National Mental Health Awareness Month

It’s 6 am and I am having a panic attack. I can’t help but think about how May is National Mental Health Awareness month and here I am in the whirlwind of my anxiety. The stigma of my diagnosis keeps me closeted in most components of my life. I think about how often I have been asked, “what is making you so anxious?” or “why are you so depressed?” and how these very questions are why I hold so much inside. If I knew why, I would slay it like the dragon it is but instead I am silent like the millions of Americans living with a mental illness.

Biologically speaking, I was born with a mental health disorder. I wish I could just “cheer up.” My brain just doesn’t work this way. It needs help to function; for me to function. I am on my way to work now and hoping no one notices that my medication hasn’t fully done what it needs to do. Here I am in my cold sweat and my heart beating out of my chest. Maybe if I dress nice, no one will notice.
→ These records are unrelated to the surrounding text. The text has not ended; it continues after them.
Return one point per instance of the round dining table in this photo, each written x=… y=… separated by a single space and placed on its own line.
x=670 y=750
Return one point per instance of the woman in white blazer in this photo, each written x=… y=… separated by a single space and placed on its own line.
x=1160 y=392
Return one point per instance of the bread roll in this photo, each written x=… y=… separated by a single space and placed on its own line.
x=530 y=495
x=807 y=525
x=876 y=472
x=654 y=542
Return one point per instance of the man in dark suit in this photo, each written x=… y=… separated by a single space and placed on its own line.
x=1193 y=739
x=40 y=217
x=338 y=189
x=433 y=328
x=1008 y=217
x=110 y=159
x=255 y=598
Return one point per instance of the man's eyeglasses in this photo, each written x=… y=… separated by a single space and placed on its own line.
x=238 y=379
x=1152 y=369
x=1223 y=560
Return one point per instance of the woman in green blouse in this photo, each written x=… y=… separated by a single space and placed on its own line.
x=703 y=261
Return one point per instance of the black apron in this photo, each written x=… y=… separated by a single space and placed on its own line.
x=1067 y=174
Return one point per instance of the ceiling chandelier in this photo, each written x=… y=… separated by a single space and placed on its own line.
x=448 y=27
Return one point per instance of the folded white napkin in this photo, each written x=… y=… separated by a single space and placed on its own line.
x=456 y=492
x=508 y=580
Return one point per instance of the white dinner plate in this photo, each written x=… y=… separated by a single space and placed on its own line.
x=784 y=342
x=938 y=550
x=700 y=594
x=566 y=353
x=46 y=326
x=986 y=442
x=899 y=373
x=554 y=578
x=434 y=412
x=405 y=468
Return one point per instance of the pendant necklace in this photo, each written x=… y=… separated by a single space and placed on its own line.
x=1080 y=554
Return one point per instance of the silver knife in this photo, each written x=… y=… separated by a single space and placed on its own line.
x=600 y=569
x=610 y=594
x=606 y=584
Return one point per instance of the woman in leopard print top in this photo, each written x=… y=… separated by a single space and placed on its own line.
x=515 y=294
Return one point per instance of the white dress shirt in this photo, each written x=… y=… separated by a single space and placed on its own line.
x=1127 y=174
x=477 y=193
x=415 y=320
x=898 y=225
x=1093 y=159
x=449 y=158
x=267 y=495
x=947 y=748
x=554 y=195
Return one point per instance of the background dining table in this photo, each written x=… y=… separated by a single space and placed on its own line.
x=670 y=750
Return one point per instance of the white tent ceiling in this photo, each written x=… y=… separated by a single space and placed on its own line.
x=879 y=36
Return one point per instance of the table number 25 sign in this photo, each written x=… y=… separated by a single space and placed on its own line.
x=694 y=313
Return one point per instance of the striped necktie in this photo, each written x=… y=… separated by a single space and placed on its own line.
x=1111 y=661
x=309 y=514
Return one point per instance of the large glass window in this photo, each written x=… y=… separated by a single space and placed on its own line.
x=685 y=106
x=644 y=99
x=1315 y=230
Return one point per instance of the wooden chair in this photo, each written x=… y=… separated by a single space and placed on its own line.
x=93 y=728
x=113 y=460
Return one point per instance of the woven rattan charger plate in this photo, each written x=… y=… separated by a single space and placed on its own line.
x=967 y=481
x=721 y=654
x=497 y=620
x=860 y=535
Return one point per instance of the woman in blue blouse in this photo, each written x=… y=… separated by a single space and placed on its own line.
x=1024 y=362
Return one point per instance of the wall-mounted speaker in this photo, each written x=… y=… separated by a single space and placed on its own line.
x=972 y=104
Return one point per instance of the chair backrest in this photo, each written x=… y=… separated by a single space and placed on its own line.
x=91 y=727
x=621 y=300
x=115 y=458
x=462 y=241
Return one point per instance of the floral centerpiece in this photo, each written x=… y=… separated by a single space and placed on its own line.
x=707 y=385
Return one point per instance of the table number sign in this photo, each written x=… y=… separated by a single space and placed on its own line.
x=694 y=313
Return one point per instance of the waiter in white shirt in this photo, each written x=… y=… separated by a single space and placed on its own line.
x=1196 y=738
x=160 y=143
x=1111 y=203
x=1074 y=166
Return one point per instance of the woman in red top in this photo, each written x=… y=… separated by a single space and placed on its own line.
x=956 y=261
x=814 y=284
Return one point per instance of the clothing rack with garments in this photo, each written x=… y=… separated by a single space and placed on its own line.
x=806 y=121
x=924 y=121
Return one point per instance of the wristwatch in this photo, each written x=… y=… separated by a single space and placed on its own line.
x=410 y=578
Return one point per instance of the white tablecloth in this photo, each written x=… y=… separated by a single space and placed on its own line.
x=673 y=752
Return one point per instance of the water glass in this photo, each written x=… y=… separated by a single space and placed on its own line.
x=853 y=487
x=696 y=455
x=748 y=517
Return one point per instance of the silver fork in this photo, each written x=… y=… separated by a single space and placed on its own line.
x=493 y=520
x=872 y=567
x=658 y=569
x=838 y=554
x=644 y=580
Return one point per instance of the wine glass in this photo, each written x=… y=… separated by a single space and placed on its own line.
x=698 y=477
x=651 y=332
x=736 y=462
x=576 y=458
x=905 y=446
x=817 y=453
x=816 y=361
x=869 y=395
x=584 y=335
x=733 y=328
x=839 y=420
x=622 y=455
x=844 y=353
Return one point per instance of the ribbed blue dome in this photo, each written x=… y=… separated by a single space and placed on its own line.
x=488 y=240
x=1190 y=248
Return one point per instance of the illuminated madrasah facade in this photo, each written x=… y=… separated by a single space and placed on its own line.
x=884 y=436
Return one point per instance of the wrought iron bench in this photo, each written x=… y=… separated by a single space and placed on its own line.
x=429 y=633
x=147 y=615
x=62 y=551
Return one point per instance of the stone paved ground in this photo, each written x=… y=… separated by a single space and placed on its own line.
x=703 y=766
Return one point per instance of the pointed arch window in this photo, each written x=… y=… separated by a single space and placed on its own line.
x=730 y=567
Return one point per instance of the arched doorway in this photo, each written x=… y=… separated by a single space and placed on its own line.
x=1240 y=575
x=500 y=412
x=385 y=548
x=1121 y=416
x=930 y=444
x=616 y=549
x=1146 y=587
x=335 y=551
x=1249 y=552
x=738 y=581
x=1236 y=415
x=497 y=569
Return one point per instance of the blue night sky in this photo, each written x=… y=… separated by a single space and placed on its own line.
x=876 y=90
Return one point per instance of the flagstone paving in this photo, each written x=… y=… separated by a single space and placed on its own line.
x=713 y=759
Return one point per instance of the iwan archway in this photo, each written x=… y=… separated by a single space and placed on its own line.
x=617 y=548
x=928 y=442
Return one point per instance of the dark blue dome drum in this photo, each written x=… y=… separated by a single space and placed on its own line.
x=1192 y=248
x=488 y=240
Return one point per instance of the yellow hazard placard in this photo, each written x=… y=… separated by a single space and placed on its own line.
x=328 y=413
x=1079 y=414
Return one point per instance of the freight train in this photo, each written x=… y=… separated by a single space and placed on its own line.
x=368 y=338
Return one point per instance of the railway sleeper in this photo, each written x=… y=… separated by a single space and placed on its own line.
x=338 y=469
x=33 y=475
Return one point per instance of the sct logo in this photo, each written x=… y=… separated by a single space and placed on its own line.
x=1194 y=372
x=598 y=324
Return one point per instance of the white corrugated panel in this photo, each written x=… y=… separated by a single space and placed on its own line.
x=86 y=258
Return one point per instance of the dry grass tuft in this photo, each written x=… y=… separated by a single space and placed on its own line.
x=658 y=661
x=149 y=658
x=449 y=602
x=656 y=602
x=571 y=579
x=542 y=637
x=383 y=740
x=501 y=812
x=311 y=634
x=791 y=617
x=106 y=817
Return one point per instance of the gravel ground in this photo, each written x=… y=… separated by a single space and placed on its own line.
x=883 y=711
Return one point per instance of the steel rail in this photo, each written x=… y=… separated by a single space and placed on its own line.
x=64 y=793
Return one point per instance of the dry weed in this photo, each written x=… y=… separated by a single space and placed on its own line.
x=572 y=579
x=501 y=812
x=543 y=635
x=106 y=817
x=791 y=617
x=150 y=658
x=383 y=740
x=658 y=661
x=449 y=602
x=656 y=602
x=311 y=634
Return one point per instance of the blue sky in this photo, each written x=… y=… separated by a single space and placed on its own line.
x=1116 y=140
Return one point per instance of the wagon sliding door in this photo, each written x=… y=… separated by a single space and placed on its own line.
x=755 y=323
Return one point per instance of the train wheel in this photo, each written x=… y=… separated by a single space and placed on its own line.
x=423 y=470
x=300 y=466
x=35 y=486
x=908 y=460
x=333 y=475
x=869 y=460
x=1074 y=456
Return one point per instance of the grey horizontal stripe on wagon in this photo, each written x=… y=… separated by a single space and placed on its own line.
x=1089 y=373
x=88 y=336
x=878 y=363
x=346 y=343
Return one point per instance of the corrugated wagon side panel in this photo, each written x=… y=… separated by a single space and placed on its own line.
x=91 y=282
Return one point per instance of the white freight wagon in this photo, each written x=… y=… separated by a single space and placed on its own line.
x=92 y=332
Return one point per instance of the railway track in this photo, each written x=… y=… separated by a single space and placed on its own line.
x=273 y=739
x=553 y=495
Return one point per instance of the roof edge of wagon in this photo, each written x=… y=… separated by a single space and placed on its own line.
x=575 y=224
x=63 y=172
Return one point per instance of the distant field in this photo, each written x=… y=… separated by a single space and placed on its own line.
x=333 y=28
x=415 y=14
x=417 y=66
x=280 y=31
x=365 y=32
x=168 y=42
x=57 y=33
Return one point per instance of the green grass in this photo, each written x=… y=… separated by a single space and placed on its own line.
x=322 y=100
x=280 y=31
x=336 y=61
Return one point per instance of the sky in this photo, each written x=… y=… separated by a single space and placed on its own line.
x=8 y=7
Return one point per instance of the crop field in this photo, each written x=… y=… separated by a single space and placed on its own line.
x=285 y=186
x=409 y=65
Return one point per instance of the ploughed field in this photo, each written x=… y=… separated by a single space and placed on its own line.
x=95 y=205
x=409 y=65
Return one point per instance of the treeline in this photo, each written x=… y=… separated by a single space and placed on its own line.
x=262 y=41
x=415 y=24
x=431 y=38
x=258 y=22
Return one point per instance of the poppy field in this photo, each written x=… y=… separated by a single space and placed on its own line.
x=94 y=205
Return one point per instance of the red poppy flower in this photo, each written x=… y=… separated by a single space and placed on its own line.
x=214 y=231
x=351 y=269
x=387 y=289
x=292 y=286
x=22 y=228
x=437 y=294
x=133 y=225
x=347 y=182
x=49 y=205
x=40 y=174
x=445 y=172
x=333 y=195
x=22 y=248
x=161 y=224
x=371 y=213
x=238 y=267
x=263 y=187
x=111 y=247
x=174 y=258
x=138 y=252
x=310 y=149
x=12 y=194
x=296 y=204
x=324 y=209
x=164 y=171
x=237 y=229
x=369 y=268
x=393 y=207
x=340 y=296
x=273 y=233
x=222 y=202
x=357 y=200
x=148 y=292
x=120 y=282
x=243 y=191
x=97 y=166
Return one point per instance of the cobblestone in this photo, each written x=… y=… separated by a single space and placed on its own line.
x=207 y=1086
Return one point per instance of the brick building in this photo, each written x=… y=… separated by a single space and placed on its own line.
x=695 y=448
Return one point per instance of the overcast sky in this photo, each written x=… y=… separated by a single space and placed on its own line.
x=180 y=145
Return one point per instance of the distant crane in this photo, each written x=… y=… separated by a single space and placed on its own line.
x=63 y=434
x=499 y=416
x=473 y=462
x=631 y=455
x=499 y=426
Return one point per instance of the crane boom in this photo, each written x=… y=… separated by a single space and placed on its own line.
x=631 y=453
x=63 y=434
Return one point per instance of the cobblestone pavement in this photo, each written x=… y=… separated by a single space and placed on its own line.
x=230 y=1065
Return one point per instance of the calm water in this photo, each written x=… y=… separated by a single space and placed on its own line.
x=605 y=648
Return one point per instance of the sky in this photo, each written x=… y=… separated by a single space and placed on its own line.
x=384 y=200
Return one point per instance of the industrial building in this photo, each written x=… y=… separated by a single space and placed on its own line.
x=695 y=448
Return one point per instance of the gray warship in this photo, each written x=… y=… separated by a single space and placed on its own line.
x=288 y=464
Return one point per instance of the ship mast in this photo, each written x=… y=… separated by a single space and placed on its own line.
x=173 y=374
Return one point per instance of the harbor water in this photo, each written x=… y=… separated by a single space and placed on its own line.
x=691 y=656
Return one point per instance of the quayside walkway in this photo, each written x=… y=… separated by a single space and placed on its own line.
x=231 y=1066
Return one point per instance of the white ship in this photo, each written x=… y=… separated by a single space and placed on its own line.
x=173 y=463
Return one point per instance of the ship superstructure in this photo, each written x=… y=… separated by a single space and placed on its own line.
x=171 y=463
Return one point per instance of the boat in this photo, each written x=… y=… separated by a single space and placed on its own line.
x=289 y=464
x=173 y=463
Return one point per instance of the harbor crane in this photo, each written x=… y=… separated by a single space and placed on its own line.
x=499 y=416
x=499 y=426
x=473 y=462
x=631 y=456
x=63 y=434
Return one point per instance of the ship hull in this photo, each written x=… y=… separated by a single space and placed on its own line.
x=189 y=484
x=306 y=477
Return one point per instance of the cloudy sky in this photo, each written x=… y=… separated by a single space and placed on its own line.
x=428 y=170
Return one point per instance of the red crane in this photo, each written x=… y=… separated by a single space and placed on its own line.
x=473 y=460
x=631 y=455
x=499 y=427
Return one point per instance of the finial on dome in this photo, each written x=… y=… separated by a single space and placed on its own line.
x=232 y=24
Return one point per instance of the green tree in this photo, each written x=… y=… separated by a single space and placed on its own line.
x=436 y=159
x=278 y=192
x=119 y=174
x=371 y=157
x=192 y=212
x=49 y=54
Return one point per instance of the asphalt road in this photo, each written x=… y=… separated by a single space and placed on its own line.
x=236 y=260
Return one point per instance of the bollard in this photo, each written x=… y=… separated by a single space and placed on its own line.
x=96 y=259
Maybe my nice shoes will distract me from the fact that I am still breathing too heavy. I know this is part of the nurture. The part that raised me to believe I should hold it in; that this is a private matter; that I just need to “pull myself together”. I sometimes think about how cheated I was. I never had a chance to not be mentally ill. I wonder what my ACE score is.

I start to think of myself as a giant redwood tree. My rings tell the stories of all the years of my life. If you were to cut me open would the lines show all the years of drought? The years of being denied the nurture I needed. Would they show the lacerations and cuts? The years of cutting myself and the years of letting others hurt me. I didn’t know any better. I just knew this was how it was, so it continued until I learned to make it stop. Until the medications helped me make it stop. And the therapy. So much therapy.

I am now typing at my desk at work wondering who will notice. I close my door because I am not sure if I might spontaneously cry. But in this space, I am the boss. There is no room for mental illness. This is seen as something our patients have. We speak about how fragile and weak they are. We don’t acknowledge that there may in fact be staff living with mental illness. Instead we speak quietly behind closed doors and deny opportunities for upward mobility because “you never know.” We have labeled the mentally ill as unpredictable and unstable. The most stable thing in this office is me. My team knows I will be here first thing in the morning and always the last to leave. I tuck my emotions in under my blazer. I have enough hours of sick leave saved up to take nearly a year off of work. But I am the unstable one because I have a diagnosis. The fear of being seen, of really being seen means I would lose the respect of my higher ups. They like to think they dance the steps of understanding, of compassion, but these are just words. I am expected to hold it inside. Just like my mother taught me. And the stigma continues. I wonder how it would look for me to out myself. To announce out loud all my diagnoses. But I know I will remain in my closet because my work world isn’t ready. After all, we are still grappling with women as people. We other the mentally ill. How advanced would we need to be to offer the space for me to have my panic attack?

And so many thoughts keep swirling around. They will continue because this is how my brain works. Is this how it works for everyone else I wonder to myself? Are we all living with this constant narrative? How would it feel to know that I am just like everyone else and everyone else is really just like me?

Today I am outing myself. I am the face of someone living with mental illness. So many of my friends here live with mental illness too. I see you. Today I want you to see me too.